The 2013 Consumer Electronics Show technically starts tomorrow, January 8th, but that hasn’t stopped NVIDIA from unveiling a new gaming handheld that has the video game industry buzzing this fine morning.
“Project Shield,” as the device is being called, will be able to play both Android and PC games using the company’s new Tegra 4 processor. While being able to play Android-based games is neat, the real seller of this new handheld is the ability to play full PC titles, although there is a catch that I’ll get to shortly.
In the trailer below, you see the recently released free-to-play Hawken running on device, and that’s apparently not just for demo purposes. The device can actually handle games of that kind of graphical prowess. Now imagine the possibilities.
Now because Project Shield is a wireless receiver and controller, you’ll also be able to stream PC games, as long as they're powered by NVIDIA GeForce GTX GPUs. Meaning, you can access your Steam library from anywhere in your house (think Wii U’s tablet). There is even a HDMI port on the controller to hook the device up to a television.
The only downside is that once you leave the house, it appears as though you can only really access the Android games you have stored on the handheld. The official press release doesn’t mention anything about full PC title storage, which is a bummer.

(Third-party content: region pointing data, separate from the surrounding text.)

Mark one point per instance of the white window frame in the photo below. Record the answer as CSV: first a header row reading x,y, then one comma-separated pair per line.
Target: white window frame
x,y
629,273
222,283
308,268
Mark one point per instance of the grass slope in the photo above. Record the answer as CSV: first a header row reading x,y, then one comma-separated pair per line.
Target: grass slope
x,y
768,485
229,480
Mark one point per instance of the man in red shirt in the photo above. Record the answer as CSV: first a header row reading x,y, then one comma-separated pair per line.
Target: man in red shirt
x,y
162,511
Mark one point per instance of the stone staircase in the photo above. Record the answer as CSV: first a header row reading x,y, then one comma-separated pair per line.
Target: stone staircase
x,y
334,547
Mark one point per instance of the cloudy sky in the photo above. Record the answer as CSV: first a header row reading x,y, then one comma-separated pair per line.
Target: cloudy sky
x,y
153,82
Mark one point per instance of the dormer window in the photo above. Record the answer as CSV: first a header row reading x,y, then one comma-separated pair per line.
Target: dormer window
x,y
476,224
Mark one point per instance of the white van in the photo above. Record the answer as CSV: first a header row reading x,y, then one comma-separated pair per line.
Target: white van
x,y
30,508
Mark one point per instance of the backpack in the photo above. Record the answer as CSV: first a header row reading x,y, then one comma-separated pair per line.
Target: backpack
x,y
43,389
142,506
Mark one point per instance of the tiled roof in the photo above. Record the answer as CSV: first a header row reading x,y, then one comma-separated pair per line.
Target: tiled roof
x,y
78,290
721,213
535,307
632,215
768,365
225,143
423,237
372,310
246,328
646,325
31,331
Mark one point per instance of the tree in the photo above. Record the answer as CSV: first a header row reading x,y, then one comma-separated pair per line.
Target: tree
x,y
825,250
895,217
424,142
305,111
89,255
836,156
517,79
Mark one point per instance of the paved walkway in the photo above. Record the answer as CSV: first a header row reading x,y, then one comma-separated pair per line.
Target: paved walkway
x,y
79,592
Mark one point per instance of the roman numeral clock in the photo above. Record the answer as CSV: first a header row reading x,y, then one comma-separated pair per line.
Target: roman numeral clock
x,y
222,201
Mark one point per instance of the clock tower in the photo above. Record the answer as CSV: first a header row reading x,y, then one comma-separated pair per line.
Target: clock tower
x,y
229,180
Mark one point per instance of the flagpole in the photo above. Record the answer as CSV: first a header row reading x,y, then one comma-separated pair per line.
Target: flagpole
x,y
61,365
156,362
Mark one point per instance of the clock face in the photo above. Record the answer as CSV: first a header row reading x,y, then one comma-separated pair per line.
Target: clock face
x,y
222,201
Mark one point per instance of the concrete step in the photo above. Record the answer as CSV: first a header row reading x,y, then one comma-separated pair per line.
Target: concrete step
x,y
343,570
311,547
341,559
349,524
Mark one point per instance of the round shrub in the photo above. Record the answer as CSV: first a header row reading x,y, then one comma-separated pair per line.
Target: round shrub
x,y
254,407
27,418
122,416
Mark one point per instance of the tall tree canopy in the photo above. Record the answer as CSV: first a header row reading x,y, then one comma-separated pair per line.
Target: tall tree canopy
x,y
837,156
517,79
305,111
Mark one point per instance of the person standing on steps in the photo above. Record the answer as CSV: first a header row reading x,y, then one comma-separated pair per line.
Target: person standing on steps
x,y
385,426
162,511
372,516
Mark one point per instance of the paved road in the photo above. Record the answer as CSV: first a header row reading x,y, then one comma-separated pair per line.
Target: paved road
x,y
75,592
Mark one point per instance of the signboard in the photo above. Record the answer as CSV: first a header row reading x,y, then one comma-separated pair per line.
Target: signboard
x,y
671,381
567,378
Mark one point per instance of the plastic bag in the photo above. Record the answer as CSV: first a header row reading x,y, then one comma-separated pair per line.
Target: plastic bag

As far as specs go, the Shield offers a 5-inch, 1280x720 HD retinal multi-touch display. Additionally, the handheld offers an impressive sound system with a dynamic range “never before available on a portable device” that has twice the low-frequency output of high-end laptops. You can also use Shield for apps such as Hulu, Netflix and Slacker Radio.
If Project Shield makes a big splash upon its eventual release, we’ll return with more coverage. We’re definitely cautiously optimistic about this one, but we’re not sure what market it really caters to once you leave your home's WiFi network.